In 562 mila da almeno 40 anni, le donne in maggioranza
NordEst – Molti esperti sostengono che le pensioni baby costano allo Stato circa 7 miliardi di euro all anno (0,4% Pil nazionale), lo stesso importo previsto quest’anno per il reddito/pensione di cittadinanza e superiore di quasi 2 mld della spesa 2020 per pagare gli assegni pensionistici per quota 100. Lo rileva la Cgia che ha confrontato i dati Inps dei pensionati baby con la dimensione economica del reddito di cittadinanza e di quota 100.
“Sono quasi 562 mila – rileva Paolo Zabeo – le persone in pensione da almeno 40 anni: oltre 386 mila sono in massima parte invalidi o ex dipendenti delle grandi aziende. Se i primi hanno beneficiato di una legislazione che definiva i requisiti in misura molto permissiva, i secondi, a seguito della ristrutturazione industriale, hanno usufruito di trattamenti in uscita dal mercato del lavoro molto generosi. Poi ci sono altri 104 mila ex lavoratori autonomi, oltre la metà dell’agricoltura, e solo una piccola parte, meno di 60 mila, il 10,6%, di ex dipendenti pubblici”.
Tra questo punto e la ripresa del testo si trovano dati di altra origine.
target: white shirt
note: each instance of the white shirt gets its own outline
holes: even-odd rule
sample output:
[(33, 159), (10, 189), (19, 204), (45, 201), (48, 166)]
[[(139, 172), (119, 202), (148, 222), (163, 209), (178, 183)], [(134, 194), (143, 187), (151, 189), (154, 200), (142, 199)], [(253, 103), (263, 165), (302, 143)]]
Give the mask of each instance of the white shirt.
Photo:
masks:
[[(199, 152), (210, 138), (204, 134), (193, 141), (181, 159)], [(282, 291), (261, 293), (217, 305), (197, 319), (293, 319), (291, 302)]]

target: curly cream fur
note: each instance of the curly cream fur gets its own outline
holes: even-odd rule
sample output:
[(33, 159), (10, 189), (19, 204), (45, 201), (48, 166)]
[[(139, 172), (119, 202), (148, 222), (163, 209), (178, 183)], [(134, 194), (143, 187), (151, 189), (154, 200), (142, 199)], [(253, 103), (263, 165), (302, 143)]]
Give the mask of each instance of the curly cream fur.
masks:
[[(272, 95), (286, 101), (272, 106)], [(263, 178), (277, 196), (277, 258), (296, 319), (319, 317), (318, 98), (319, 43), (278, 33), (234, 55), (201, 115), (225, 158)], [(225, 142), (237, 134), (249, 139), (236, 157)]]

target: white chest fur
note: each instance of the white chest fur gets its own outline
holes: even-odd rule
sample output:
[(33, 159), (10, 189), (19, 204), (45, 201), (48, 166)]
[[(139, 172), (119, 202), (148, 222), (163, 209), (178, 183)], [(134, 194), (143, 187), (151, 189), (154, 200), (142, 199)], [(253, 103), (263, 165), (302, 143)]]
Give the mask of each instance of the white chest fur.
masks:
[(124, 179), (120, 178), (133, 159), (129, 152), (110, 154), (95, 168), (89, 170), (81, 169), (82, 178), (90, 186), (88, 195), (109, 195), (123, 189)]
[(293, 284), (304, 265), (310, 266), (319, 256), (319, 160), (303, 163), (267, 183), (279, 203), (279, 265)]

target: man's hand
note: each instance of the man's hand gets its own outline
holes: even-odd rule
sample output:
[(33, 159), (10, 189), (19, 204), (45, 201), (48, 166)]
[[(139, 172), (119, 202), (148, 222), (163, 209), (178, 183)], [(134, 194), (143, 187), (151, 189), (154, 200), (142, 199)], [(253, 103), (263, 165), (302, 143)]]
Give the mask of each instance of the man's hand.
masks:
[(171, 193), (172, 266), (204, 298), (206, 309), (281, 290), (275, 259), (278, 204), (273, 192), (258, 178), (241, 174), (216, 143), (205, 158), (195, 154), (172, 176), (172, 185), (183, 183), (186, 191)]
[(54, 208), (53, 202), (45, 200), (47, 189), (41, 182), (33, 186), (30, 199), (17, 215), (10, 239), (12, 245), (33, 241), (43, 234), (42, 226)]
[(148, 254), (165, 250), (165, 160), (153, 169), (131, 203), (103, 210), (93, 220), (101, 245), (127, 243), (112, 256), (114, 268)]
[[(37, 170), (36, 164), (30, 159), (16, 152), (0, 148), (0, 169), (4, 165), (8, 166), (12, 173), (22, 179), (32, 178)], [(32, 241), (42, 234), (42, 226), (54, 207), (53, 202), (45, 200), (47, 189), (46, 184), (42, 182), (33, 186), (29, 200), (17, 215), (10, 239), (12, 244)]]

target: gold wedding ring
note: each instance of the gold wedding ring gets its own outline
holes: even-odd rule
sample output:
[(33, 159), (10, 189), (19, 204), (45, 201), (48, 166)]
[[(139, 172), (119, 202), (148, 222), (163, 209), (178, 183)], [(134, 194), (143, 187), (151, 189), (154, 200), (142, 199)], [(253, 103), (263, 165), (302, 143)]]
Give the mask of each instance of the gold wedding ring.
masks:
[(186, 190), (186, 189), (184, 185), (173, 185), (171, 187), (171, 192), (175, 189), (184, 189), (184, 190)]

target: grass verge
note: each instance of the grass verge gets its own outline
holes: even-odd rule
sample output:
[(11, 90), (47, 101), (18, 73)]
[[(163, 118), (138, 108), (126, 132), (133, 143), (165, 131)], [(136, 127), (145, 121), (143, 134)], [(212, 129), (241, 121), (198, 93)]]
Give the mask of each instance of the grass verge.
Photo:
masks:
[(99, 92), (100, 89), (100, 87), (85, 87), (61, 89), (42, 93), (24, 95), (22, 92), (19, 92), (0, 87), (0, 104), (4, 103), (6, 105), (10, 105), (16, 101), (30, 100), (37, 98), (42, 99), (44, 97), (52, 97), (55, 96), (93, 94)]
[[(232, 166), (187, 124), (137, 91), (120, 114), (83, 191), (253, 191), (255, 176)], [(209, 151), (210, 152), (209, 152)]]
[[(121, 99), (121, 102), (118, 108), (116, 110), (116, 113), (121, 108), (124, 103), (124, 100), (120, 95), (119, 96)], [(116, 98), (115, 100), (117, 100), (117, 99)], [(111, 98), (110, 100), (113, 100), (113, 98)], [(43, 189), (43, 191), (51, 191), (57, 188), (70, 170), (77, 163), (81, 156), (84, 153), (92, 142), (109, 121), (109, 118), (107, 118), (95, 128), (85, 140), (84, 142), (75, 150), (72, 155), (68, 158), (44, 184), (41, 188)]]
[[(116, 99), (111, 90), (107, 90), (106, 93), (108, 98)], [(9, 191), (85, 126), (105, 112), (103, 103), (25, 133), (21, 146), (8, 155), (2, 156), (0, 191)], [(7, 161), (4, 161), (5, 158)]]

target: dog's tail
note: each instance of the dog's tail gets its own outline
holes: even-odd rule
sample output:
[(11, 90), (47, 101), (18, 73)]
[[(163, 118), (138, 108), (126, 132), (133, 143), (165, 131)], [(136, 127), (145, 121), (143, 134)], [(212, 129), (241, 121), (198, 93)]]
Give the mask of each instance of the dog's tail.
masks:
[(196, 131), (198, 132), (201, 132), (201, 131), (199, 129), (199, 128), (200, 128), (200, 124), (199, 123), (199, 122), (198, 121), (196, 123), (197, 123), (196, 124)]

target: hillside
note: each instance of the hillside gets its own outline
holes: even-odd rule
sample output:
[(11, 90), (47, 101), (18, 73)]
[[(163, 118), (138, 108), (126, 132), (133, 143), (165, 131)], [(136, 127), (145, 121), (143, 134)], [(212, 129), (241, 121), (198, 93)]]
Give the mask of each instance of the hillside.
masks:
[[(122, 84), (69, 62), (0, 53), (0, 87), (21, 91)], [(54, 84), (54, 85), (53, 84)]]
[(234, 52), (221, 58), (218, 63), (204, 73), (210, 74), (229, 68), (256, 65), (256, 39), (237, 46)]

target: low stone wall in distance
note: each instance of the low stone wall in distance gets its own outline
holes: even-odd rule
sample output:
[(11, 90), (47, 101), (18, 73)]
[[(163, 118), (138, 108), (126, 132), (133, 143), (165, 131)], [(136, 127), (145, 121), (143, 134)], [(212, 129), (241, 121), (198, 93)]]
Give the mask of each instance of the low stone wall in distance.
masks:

Tra i pensionati baby sono questi ultimi ad aver smesso di lavorare in età più giovane (41,9 anni), mentre nella gestione privata l’età media è scattata dopo (42,7 anni). In entrambi i casi, l’abbandono definitivo del posto di lavoro è avvenuto con 20 anni di età in meno rispetto a chi, oggi, usufruisce di quota 100. Attualmente, le persone che sono andate in quiescenza prima del 31 dicembre 1980 hanno un’età media di 87,6 anni. E le donne sono in netta maggioranza: 446 mila (79,4%) contro 115.840 uomini (20,6%) che hanno comunque lasciato prima il lavoro con una media di 40,6 anni, contro i 43,2 anni delle femmine.